Meet the U.K.’s newest wine expert—the Duchess of Cornwall, formerly known as Camilla Parker Bowles.
During a recent visit to Denbies Wine Estate in Surrey with her husband, the couple was poured a taste of a sparkling rosé. Prince Charles turned to his wife and asked:
“What does our resident expert think?”
“That’s so good it’s absolutely delicious,” said the Duchess. Later, in a conversation with a winery official, she complained that English sparkling wine is made in the same way as Champagne, from the same grapes grown in the same type of soil.
“It’s so annoying not to be able to call it Champagne,” she said, “when it is Champagne.”
Life is full of annoyances—the bus is late, the water heater explodes, and you can’t refer to English sparkling wine as Champagne. Like many other people, I had a different impression of the Duchess prior to this moment (homewrecker, hussy, destroyer of the dreams of princesses). Little did I realize that she was both a wine expert and a staunch patriot.
In fact, English sparkling wine is very good. Last year, a bottle from Cornwall beat out 450 others (including the major Champagne houses) to be named best in the world at the International Wine Challenge. Unfortunately, though, it’s not Champagne, which is only grown and produced in one place (you guessed it).

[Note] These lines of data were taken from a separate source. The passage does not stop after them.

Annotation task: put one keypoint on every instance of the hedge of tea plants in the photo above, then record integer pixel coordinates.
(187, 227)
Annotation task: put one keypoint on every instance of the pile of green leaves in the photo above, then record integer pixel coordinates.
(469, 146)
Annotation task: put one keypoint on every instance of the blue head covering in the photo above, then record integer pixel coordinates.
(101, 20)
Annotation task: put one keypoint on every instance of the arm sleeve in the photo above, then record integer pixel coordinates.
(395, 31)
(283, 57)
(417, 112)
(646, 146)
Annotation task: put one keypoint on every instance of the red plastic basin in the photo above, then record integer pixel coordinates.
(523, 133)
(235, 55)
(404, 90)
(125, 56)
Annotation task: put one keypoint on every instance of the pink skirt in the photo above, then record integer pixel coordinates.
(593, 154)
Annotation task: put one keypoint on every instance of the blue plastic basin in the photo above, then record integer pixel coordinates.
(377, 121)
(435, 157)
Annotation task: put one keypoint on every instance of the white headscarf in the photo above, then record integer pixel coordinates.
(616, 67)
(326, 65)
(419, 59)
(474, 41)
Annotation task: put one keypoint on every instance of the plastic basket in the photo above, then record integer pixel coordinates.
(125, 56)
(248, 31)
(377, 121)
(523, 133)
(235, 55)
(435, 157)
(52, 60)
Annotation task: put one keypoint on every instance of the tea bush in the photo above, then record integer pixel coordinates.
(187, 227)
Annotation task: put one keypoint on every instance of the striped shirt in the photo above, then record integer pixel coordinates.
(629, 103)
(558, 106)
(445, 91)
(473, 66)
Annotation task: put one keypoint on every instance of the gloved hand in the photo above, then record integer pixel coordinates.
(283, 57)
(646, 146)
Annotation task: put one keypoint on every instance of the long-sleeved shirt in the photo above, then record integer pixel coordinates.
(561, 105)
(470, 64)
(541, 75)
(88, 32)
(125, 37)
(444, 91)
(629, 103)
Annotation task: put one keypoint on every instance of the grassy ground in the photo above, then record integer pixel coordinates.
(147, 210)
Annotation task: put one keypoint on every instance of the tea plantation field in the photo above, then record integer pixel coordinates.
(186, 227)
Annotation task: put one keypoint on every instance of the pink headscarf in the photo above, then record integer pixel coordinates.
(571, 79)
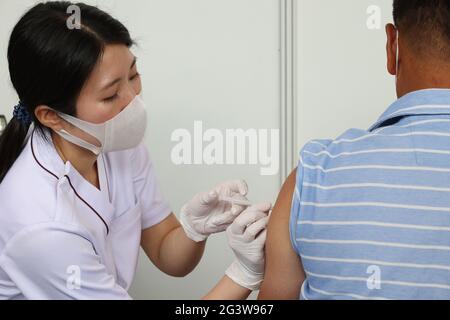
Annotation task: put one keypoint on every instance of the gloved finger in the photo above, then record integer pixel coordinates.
(225, 218)
(229, 216)
(235, 187)
(254, 229)
(261, 238)
(209, 198)
(248, 217)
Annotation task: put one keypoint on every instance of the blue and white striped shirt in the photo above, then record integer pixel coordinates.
(370, 215)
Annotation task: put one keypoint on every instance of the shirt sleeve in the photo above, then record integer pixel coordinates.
(48, 263)
(154, 206)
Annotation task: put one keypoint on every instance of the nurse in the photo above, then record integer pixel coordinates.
(78, 193)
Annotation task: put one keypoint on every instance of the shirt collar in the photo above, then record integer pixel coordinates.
(422, 102)
(46, 157)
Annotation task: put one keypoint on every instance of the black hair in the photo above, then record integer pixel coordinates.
(50, 62)
(426, 24)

Champagne is not only a brand that has been recognized for centuries, but it is also protected under the EU labeling laws that Britain subscribes to. It is accorded the same respect as Stilton cheese, Shetland wool, Scotch whisky and Kentish ale. Strangely, the Duchess doesn’t find these English trademarks to be annoying. Of course, the French were not amused. “The law is the law,” said Olivier Prothon of the French Trade Commission. “If you want to change it, you can lobby to do so. But only an Aston Martin can call itself an Aston Martin. Champagne is our brand.”
At the very least, we have a glimpse into what Camilla’s priorities will be if and when she becomes Queen. Surrey Champagne, here we come.